Everyone a couple of years back was talkin’ about that Argentinian goal in the world cup. Them boys put together a pile of passes up the field before that baldy lad Cambiasso stuck her in the net. That fella Alan Hansen was creamin his gunks at the thought of it - the other team couldn’t get the ball at all. Well on Sunday my gunks were in danger I have to say at the end of the game with O’Sullivan’s last score. Sixteen passes I think I counted - the Dubs were f***in desperate for the ball but that cute wee bollix Gooch stood over yonder like a man havin’ a fag outside his work and passed the ball this way and that and him in a postage stamp of space. At one stage three, yes three Dubs goes tearin over and sez I to mesel if there’s three of them bollixes trying to get the Gooch, there’s two Kerrymen free somwhere else. Gooch knew it too - sure enough he sucks them in, takes them out with one pass and pops the ball - off it goes across the pitch til O’Sullivan - no man better to boot her over the bar - end of story good night Irene. I put that score down to Pat O’Shea and his basketballing. Surely, them boys are as cool as can be on the ball but the composure on the ball and waitin and waitin before killin’ the Dubs was unreal. Just unreal. The Gooch there now - he’s maybe not scorin as much as before but in my book he’s become the better player. He was playin’ like Brian McGuigan does for Tyrone - wee pass here or there but it makin’ the difference. Any man would pay money for that.

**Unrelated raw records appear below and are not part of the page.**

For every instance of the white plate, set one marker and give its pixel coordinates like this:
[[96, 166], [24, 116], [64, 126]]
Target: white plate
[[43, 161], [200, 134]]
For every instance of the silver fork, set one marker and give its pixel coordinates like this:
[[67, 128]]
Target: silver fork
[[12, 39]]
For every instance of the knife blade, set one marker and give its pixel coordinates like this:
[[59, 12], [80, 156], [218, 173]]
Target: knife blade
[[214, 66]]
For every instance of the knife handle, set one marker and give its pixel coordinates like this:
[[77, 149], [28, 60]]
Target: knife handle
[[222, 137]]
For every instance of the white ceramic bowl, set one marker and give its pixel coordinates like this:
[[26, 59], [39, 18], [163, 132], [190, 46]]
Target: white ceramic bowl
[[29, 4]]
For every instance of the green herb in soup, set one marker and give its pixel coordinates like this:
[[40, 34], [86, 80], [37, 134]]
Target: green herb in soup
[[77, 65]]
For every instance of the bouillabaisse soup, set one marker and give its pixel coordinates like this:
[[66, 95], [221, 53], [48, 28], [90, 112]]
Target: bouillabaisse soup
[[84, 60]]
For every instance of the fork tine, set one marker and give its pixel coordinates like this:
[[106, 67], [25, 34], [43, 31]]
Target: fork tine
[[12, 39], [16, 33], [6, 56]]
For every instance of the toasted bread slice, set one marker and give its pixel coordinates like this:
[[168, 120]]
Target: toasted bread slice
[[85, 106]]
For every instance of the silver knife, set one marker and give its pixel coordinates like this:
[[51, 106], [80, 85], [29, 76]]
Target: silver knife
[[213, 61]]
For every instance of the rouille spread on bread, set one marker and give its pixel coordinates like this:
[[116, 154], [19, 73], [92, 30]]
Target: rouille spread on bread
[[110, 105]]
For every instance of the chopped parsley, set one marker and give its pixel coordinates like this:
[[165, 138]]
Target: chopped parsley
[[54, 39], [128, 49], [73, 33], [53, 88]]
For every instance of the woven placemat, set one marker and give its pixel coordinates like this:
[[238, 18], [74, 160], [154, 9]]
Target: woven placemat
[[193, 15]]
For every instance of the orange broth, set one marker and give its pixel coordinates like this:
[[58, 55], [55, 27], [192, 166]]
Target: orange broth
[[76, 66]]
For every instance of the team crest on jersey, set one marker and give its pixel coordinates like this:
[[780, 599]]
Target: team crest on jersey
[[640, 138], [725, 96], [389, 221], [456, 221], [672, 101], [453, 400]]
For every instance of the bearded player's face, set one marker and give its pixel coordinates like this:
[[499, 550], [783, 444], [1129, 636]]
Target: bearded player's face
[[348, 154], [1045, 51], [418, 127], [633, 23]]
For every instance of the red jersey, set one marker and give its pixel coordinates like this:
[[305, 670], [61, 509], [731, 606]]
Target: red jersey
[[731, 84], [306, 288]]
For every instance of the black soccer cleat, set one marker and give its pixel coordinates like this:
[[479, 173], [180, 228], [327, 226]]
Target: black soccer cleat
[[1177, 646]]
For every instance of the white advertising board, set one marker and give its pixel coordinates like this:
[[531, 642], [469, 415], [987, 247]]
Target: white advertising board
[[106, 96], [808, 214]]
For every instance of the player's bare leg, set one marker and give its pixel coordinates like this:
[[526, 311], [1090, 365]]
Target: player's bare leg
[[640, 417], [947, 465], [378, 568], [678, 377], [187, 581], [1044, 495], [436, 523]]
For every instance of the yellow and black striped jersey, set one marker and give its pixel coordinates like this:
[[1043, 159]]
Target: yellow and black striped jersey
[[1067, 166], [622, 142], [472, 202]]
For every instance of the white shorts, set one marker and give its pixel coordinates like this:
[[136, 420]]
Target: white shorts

The Dubs let themsels down in my book with that oul shite talkin. Alan Brogan’s a fine player but he needs to watch thon mouth. My man O’Sullivan reacted cos of something them boys said and got booked but he gave theme the answer they need by jaze he did. O Sullivan now has a chance to captain Kerry to two All Irelands in a row and it couldn’t happen to a nicer fella.
I’m kinda getting sick of Croker now I’ve been there that much - I’m goin back on Sunday for the hurlin’ but sure ye have to do these things. Couple of weeks I’ll be back shooting hoops with Gooch and Donaghy, sure twill be grand.